Une belle occasion est manquée de refonder nos impôts fonciers. Il aurait été facile d’imaginer une nouvelle taxe foncière progressive en remplacement, à rendements constants, de la vieille taxe foncière, de l’impôt sur la fortune immobilière (IFI) et de la suppression de la taxe d’habitation. Tout ce qu’on nous promet à la place est une révision des valeurs locatives cadastrales menée à une vitesse d’escargot sur quarante ans, se terminant autour de 2060 (les bases actuelles datent de 1970)… soit presque un siècle de distance. Entre-temps, un lointain successeur d’Emmanuel Macron supprimera la taxe foncière, comme a été rayée d’un trait de plume la taxe d’habitation pour la même raison, faute d’une réforme entreprise quand il en était encore temps.

Un avatar du giscardisme
Ne pas penser correctement la rente, et en particulier la rente foncière, est une erreur très communément partagée à droite. Protéger la rente est contraire à la croissance économique et à l’égalité des chances et, pour une fois, tous les économistes en sont d’accord. Inversement, ne pas penser correctement le profit est une erreur typique à gauche – l’augmentation des profits n’est pas forcément synonyme de baisse des salaires.

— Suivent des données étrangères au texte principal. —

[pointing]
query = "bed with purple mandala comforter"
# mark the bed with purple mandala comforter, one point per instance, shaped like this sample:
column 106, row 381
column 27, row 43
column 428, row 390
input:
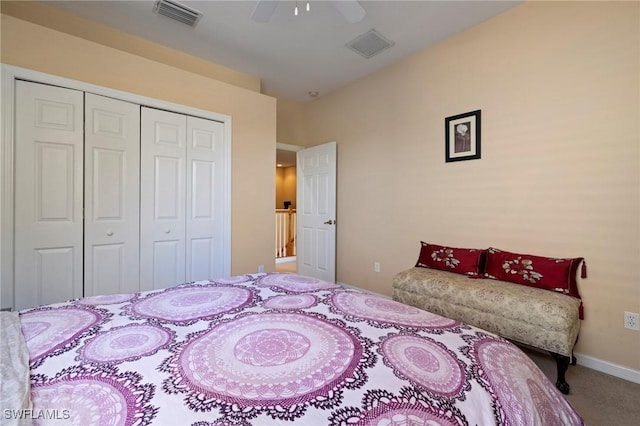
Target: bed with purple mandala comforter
column 276, row 349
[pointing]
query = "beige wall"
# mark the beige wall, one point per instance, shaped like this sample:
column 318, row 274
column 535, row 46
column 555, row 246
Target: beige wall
column 285, row 186
column 292, row 122
column 35, row 47
column 558, row 86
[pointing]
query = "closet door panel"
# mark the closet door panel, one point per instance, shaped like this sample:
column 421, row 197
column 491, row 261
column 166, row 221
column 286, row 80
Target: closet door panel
column 162, row 199
column 48, row 200
column 112, row 188
column 204, row 167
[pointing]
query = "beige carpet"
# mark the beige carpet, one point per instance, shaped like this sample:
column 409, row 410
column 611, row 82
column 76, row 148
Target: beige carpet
column 600, row 399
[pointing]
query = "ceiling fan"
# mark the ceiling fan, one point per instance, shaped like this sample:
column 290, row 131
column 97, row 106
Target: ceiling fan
column 350, row 9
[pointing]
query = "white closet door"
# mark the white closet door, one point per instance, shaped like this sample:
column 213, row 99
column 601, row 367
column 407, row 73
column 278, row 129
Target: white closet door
column 48, row 200
column 204, row 209
column 112, row 190
column 162, row 199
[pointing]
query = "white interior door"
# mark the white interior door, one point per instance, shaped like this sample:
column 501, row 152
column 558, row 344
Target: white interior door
column 316, row 207
column 112, row 191
column 204, row 242
column 162, row 199
column 48, row 187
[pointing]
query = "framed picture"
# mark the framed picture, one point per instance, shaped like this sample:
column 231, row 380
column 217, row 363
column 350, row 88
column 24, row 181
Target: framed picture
column 462, row 137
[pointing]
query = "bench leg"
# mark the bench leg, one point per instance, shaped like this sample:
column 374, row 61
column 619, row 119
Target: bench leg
column 563, row 364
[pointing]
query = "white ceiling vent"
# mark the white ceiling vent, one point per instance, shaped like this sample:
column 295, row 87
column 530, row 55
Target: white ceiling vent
column 178, row 12
column 369, row 44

Pour le moment, Emmanuel Macron a résisté aux forces conservatrices sur sa gauche. Pour justifier son fameux  » en même temps « , il doit montrer la même pugnacité face aux forces économiques conservatrices à droite de l’échiquier. Un grand impôt foncier renouvelé, accompagnant la lutte contre la spéculation immobilière, est dans l’intérêt bien compris du pays. Sans cela, on sera en droit de juger que, comme son prédécesseur, le président a déporté vers la droite la politique que laissait présager ses promesses électorales. Et ses décisions, comme son exercice du pouvoir, loin de s’apparenter à la seconde gauche et au rocardisme, évoqueront un avatar du giscardisme, aussi bien sur le fond que sur la forme.